FastAT Benchmark: A Comprehensive Framework for Fair Evaluation of Fast Adversarial Training Methods

arXiv cs.CV / 4/28/2026

📰 NewsDeveloper Stack & InfrastructureModels & Research

Key Points

  • The paper introduces the FastAT Benchmark to enable fair, controlled comparison of Fast Adversarial Training (FastAT) methods that aim to reduce the computational cost of standard multi-step approaches like PGD-AT.
  • It enforces three key principles—unified architecture requirements, standardized training settings, and a strict ban on external or synthetic data—to ensure improvements reflect algorithmic advances rather than different experimental conditions.
  • The benchmark includes implementations of 20+ representative FastAT methods in a single codebase, making results directly reproducible and easier to validate.
  • Evaluation uses dual metrics covering both adversarial robustness (e.g., accuracy under PGD, AutoAttack, and CR Attack) and efficiency (GPU training time and peak memory), and experiments on CIFAR-10/100 and Tiny-ImageNet establish reliable baselines.
  • Results indicate that properly designed single-step methods can achieve robustness comparable to or better than PGD-AT at much lower cost, but no single method is best across all dimensions.

Abstract

Fast Adversarial Training (FastAT) seeks to achieve adversarial robustness at a fraction of the computational cost incurred by standard multi-step methods such as PGD-AT. Although numerous FastAT techniques have been proposed in recent years, fair comparison among them remains elusive. Existing benchmarks and public leaderboards typically permit diverse model architectures, varying training configurations, and external data sources, making it unclear whether reported improvements reflect genuine algorithmic advances or merely more favorable experimental conditions.

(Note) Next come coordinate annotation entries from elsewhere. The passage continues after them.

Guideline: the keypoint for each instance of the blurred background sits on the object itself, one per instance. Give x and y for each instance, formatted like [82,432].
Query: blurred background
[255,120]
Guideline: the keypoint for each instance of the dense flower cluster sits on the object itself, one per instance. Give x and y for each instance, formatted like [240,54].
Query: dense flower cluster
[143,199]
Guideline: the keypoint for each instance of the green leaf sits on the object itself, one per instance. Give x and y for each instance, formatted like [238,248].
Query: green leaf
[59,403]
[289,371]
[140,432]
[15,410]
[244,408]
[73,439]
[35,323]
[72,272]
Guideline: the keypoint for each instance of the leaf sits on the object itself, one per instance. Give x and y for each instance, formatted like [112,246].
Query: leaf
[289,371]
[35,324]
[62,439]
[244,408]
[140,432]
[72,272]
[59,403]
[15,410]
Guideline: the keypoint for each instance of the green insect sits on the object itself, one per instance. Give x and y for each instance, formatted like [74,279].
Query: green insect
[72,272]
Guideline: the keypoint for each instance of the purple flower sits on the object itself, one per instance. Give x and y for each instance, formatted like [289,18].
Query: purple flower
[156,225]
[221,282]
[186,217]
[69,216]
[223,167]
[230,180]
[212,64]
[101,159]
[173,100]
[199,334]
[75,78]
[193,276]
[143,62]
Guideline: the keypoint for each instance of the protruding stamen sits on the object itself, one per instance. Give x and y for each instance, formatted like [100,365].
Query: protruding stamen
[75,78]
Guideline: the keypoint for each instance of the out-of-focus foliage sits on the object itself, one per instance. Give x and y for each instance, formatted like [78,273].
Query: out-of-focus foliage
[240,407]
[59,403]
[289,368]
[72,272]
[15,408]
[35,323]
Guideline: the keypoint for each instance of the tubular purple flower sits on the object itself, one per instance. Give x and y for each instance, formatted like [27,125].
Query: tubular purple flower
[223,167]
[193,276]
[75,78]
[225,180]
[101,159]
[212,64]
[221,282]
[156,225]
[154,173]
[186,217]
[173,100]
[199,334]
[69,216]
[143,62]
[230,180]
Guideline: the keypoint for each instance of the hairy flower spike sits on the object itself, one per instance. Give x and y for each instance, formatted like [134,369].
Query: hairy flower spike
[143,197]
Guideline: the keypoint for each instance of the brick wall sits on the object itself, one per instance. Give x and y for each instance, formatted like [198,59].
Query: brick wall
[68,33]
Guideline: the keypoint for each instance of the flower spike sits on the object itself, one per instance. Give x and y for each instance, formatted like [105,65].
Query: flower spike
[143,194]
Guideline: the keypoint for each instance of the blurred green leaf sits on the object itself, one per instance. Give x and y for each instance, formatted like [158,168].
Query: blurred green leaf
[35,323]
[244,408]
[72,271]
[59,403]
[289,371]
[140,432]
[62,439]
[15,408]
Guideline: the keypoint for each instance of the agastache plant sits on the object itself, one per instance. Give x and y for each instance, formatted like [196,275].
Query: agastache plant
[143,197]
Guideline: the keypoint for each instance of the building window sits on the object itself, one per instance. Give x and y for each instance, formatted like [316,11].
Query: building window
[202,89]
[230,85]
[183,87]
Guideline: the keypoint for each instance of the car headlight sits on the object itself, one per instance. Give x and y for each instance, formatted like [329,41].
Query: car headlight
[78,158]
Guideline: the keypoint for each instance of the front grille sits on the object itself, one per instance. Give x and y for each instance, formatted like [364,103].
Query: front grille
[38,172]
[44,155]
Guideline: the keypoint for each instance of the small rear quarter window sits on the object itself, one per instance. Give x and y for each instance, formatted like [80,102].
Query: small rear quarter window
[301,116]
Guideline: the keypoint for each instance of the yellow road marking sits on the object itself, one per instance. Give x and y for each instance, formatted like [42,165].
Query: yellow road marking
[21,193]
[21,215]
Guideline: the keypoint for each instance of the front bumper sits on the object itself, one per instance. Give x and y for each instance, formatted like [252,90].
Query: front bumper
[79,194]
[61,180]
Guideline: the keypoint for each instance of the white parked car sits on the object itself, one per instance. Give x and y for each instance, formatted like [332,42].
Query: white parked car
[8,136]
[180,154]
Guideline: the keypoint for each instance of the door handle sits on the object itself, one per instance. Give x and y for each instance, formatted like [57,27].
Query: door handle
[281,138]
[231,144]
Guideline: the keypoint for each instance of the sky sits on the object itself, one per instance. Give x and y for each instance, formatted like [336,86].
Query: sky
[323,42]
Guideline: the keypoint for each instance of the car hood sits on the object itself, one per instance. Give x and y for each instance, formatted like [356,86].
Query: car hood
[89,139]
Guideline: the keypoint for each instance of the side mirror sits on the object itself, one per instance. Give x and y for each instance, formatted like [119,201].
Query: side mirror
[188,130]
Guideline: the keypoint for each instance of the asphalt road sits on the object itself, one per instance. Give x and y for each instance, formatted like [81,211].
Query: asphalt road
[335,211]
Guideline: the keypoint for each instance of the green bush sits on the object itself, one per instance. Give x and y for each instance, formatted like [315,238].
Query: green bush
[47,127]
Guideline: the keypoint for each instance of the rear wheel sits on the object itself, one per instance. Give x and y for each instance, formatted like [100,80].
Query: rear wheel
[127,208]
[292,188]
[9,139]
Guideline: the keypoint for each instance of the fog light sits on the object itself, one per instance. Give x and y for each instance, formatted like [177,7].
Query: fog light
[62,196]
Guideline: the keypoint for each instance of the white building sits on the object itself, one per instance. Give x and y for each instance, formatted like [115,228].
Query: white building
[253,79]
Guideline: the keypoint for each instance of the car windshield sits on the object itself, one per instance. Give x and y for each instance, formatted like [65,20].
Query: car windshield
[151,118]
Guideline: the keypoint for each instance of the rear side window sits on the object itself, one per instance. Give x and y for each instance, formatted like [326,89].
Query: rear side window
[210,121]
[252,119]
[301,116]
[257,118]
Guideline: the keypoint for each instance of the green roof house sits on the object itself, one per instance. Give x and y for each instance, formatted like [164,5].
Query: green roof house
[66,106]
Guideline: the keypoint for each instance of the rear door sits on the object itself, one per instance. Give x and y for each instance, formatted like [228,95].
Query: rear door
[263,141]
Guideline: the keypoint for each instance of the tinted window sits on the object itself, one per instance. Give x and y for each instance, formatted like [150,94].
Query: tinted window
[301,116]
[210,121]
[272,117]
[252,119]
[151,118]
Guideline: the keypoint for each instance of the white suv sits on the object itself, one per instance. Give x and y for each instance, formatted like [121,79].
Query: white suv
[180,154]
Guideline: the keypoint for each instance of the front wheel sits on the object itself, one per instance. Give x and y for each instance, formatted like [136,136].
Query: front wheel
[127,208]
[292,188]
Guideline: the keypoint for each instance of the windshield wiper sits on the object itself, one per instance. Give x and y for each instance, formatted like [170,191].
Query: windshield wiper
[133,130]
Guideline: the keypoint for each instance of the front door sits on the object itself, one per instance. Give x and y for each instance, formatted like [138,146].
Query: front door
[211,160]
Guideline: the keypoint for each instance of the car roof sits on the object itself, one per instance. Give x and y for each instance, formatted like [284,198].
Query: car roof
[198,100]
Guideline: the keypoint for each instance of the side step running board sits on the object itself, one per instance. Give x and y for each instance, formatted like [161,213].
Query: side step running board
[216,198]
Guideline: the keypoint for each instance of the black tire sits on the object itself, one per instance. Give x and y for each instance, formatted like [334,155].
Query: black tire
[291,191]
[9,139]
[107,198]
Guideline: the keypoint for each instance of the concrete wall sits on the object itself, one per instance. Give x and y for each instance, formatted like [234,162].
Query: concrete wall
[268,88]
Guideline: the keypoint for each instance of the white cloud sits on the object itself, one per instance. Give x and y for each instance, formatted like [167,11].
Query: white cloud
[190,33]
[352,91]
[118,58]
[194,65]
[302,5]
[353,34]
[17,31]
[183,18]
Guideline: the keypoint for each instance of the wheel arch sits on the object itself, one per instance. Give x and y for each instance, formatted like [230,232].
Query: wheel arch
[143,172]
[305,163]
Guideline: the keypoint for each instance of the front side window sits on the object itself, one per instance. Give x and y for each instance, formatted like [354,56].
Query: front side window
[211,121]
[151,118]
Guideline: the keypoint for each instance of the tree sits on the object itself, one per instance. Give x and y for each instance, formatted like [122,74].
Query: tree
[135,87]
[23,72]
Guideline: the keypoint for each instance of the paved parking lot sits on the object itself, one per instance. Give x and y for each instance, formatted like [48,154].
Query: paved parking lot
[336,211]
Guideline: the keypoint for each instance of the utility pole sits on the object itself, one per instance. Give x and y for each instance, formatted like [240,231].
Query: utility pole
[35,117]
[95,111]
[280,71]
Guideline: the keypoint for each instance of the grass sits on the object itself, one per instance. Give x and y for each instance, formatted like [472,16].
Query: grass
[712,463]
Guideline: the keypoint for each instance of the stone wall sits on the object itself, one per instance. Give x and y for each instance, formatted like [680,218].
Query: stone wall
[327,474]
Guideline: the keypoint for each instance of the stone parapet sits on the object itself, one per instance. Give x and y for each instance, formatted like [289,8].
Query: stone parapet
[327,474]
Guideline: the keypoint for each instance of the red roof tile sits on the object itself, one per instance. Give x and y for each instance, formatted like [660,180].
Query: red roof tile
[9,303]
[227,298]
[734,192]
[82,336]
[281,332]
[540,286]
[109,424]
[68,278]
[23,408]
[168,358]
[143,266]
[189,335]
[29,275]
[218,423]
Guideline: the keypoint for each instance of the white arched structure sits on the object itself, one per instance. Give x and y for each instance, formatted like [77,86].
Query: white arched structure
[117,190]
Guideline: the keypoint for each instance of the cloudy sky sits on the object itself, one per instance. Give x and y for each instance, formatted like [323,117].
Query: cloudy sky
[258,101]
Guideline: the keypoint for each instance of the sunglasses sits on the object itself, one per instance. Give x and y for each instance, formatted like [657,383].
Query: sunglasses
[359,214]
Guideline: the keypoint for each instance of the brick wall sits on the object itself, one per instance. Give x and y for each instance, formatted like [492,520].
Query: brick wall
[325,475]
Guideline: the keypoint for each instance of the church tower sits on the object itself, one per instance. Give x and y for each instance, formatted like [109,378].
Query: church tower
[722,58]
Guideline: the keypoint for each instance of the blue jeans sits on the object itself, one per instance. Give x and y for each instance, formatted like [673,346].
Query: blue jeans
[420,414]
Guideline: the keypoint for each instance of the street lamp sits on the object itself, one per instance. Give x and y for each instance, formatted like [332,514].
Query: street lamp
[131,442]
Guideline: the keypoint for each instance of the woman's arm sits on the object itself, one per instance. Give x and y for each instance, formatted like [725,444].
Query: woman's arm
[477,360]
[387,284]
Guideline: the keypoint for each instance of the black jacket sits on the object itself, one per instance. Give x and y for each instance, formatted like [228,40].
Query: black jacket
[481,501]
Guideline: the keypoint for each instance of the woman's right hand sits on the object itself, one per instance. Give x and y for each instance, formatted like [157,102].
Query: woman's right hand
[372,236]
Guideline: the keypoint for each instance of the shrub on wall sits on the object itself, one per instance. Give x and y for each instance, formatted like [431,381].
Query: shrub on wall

To address this problem, we introduce the FastAT Benchmark, a controlled evaluation framework built on three core design principles: unified architecture requirements, standardized training settings, and strict prohibition of external or synthetic data. The benchmark implements over twenty representative FastAT methods within a single codebase, enabling direct and reproducible comparison. Each method is assessed through a dual-metric evaluation framework that measures both adversarial robustness (accuracy under PGD, AutoAttack, and CR Attack) and computational cost (GPU training time and peak memory footprint). Comprehensive experiments on CIFAR-10, CIFAR-100, and Tiny-ImageNet provide reliable baseline measurements and reveal that well-designed single-step methods can match or surpass PGD-AT robustness at substantially lower cost, while no single method dominates across all evaluation dimensions. The complete benchmark, including source code, configuration files, and experimental results, is publicly available to support transparent and fair evaluation of future FastAT research.